Moore, con cara de “¿Qué he hecho yo para mercer esto? ¡Yo antes era un actor serio!”

Timothy Dalton: El bueno de Dalton fue una apuesta arriesgada de los estudios; continuando la estela de Moore, Dalton buscaba un Bond estoico, más humano y menos entregado al hermetismo británico. Se procuraba un estilo realista, donde se desprendiese a Bond de ese halo de invulnerabilidad par hacerlo mortal y sangrante; Dalton abogó por dotes dramáticas que confiriesen a Bond una realidad más fría y sin embargo más violenta, atrapado en un mundo cercano y familiar, no en la idealización canónica de los Bond. El agente de Dalton no lucha contra malvados que acarician gatos en sus sillas giratorias, sino contra capos de la droga, traficantes de armas… Lejos del personaje servil y sumiso a sus superiores, Dalton rescata la verdadera esencia del Bond de Fleming cuya única ley es la suya, con el objetivo bien claro, por encima de quien sea. Timothy Dalton, por desgracia, encarnó a Bond únicamente en dos ocasiones: en 1987, con 007: Alta tensión, y en 1989 con Licencia para matar. El actor renunció a seguir en la saga Bond por no verse suficientemente motivado; a partir de ahí, su carrera vagaría sin rumbo. Una curiosidad: Dalton fue la tercera opción para encarnar a Bond tras la renuncia de Moore; la primera opción fue Sam Neil, y la segunda Pierce Brosnan, que renunció a colarse en la piel de Bond al estar ocupado con la serie Remington Steele.

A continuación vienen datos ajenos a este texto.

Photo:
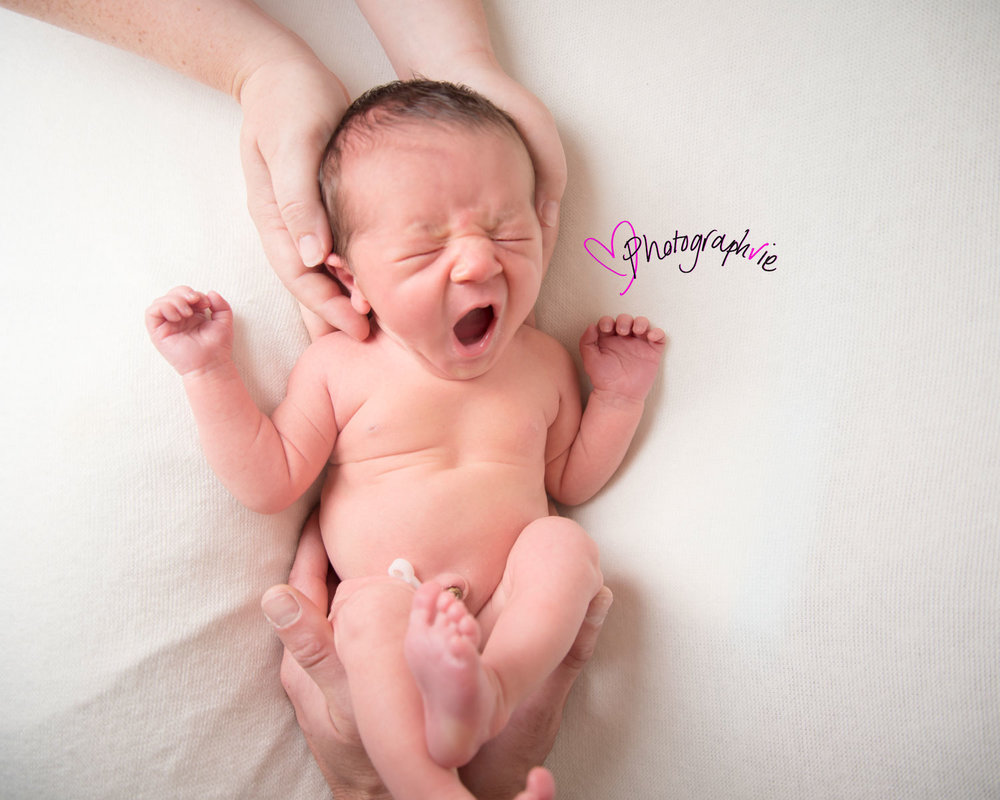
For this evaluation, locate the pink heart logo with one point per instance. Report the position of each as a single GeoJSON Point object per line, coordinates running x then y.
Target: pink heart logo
{"type": "Point", "coordinates": [611, 254]}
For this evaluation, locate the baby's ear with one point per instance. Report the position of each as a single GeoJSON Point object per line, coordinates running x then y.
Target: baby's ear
{"type": "Point", "coordinates": [342, 272]}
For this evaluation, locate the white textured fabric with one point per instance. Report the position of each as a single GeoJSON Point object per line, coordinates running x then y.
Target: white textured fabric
{"type": "Point", "coordinates": [803, 543]}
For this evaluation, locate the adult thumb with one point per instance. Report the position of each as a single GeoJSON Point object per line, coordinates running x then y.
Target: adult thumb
{"type": "Point", "coordinates": [306, 633]}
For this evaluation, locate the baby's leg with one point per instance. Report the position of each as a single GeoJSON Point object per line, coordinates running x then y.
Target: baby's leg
{"type": "Point", "coordinates": [551, 575]}
{"type": "Point", "coordinates": [370, 621]}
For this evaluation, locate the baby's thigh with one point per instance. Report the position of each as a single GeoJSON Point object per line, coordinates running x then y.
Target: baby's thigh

Pierce Brosnan: Es curioso que, incluso tras la renuncia de Dalton, Brosnan fuese segunda opción (el antisemita Mel Gibson rechazó el papel, embarcándose en el proyecto Bravheart). Brosnan fue un Bond elegante, sofisticado, impecable; empeñado en mantener la pícara sonrisa que no se veía desde Connery, Brosnan constituyó un agente que llevó el uso de la tecnología, de los vehículos y de la metralla hasta motivos insospechados. El afán destructivo de sus películas logró la admiración de los entusisastas de los artificios y de las explosiones, como si a Michael Bay le hubiesen regalado todos los petardos que quisiese en las Fallas. Sin embargo, si hay algo que distingue las películas de Brosnan es el cansancio (emocional y físico) que genera el actor, y que sin duda repercutió en la estabilidad de Brosnan al frente de la interpretación; este Bond lleva la acción hasta un punto fantasioso, casi surrealista, legándonos un agente que sorteaba explosiones con una moto, se las ingeniaba para huir de un hundimiento imposible o sobrevivía a un alud en una insuperable bolsa de aire, obra de Q. Brosnan fue, así mismo, el Bond más exitoso (por la calidad y por la cantidad) en el arte de la suave seducción; sin duda, sus chicas Bond se cuentan entre las más atractivas de toda la saga, si bien un servidor siente especial debilidad por sus compañeras de sábanas en El mundo nunca es suficiente (1999). Brosnan ingresó nómina por 4 películas Bond, de 95 al 2002, cuando decidió no renovar su contrato como el agente más reconocible del MI6. La pregunta que uno se hace es ¿qué te llevó, Pierce, a desgañitarte y desentonar con canciones de ABBA?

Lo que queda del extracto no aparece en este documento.